Logiciel et protection par droit d’auteur

logiciel droit d'auteur

Pour des raisons d’opportunité politique et non de rigueur juridique, il est admis qu’un logiciel puisse être qualifié d’œuvre de l’esprit, ce qui a imposé qu’un certain nombre de règles soient adaptées. Car si le logiciel est une œuvre, il n’est assurément pas une œuvre comme les autres. Aussi le droit d’auteur applicable au logiciel est-il spécial.

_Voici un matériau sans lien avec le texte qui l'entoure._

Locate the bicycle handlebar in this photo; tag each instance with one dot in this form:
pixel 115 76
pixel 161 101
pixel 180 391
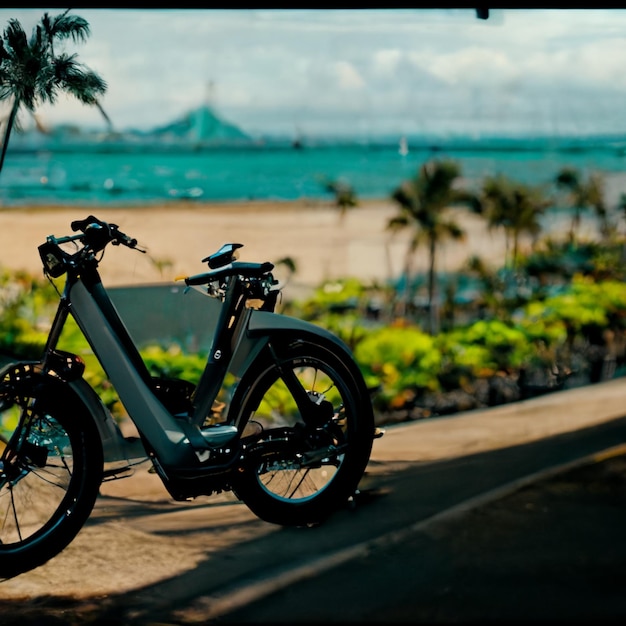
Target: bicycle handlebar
pixel 97 234
pixel 94 234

1. L’originalité et le logiciel

Pour que le droit d’auteur soit applicable, encore faut-il être en présence d’une œuvre originale. Traditionnellement, on définit l’originalité de l’œuvre comme l’empreinte de la personnalité de l’auteur. Mais reconnaître  la personnalité, le for intérieur, le cheminement intellectuel et émotionnel, d’un créateur dans une suite de 0 et de 1 revêt un côté superficiel. Alors, la notion d’originalité a été objectivée pour le logiciel. Elle est définie comme un « effort personnalisé allant au-delà de la simple mise en œuvre d’une logique automatique et contraignante. » Il faut que « la matérialisation de cet effort réside dans une structure individualisée », de sorte que le logiciel porte la marque de « l’apport intellectuel » de son auteur (Cass. AP, 7 mars 1986, Pachot).

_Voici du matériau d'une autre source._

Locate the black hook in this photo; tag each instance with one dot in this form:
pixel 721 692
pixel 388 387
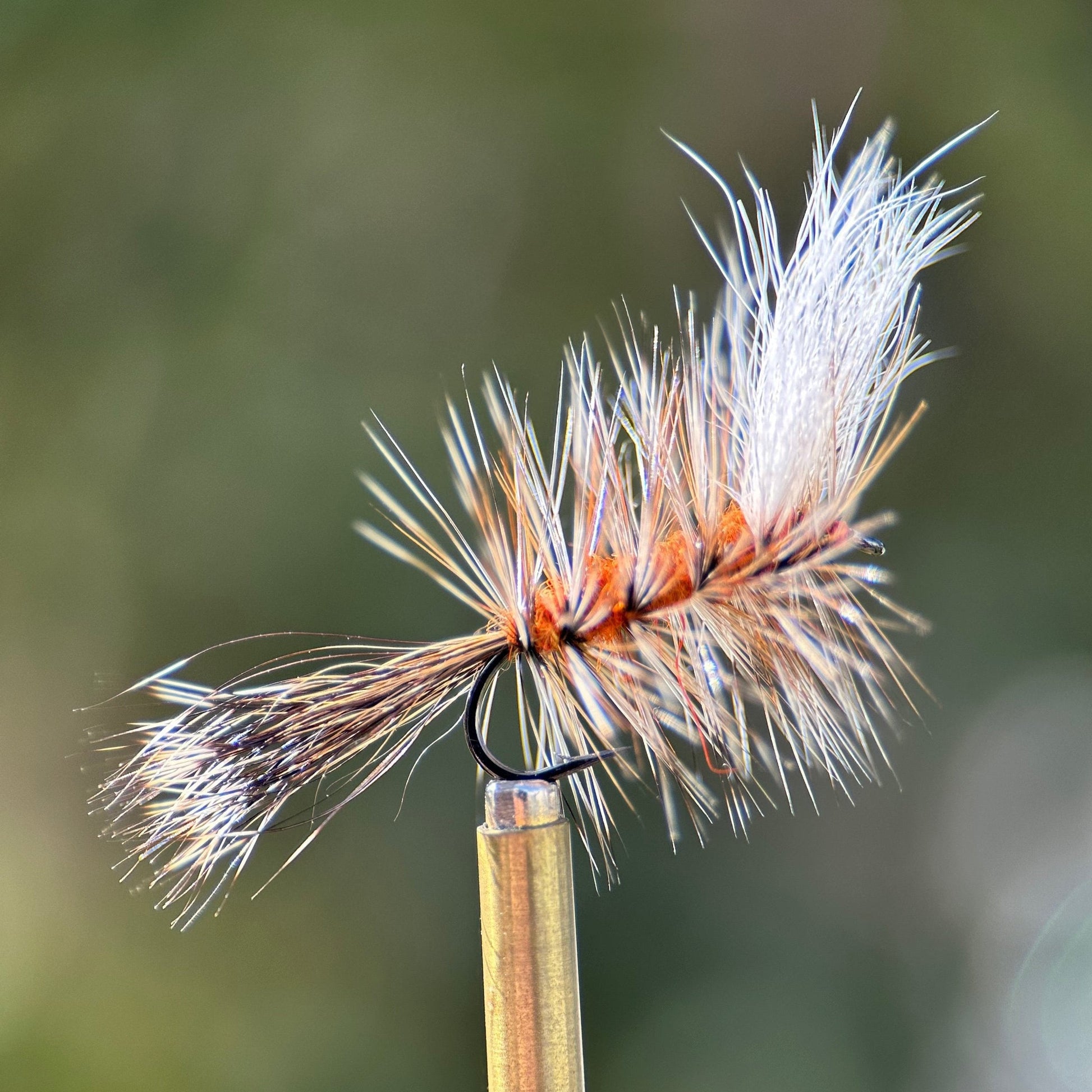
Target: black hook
pixel 489 763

Le logiciel (software) n’est pas défini par la loi. Le droit d’auteur protège tous les éléments qui relèvent de la forme programmée, également appelée forme exécutable. Il s’applique ainsi au code source et au code objet, c’est-à-dire à l’expression du logiciel. L’organigramme, qui est l’expression de l’algorithme, sera également protégé. Enfin, le matériel de conception préparatoire, composé par l’ensemble des réalisations permettant d’aboutir par la suite à l’élaboration du programme et qui comprend notamment les ébauches et maquettes, bénéficie aussi du droit d’auteur.

Au titre du droit d’auteur, l’idée, l’algorithme et les fonctionnalités (= objectifs que se propose d’atteindre le logiciel) ne sont pas protégeables.

2. Le salarié ou l’agent public et le logiciel

Cette création est souvent élaborée dans le cadre d’une activité professionnelle. Si l’œuvre est créé par un salarié ou par un agent public, dans l’exercice de ses fonctions (avec le matériel de l’employeur ou sur les heures de travail, par exemple), ses droits patrimoniaux d’auteur sont automatiquement transférés à l’employeur. Le salarié ou l’agent public conserve ses droits moraux.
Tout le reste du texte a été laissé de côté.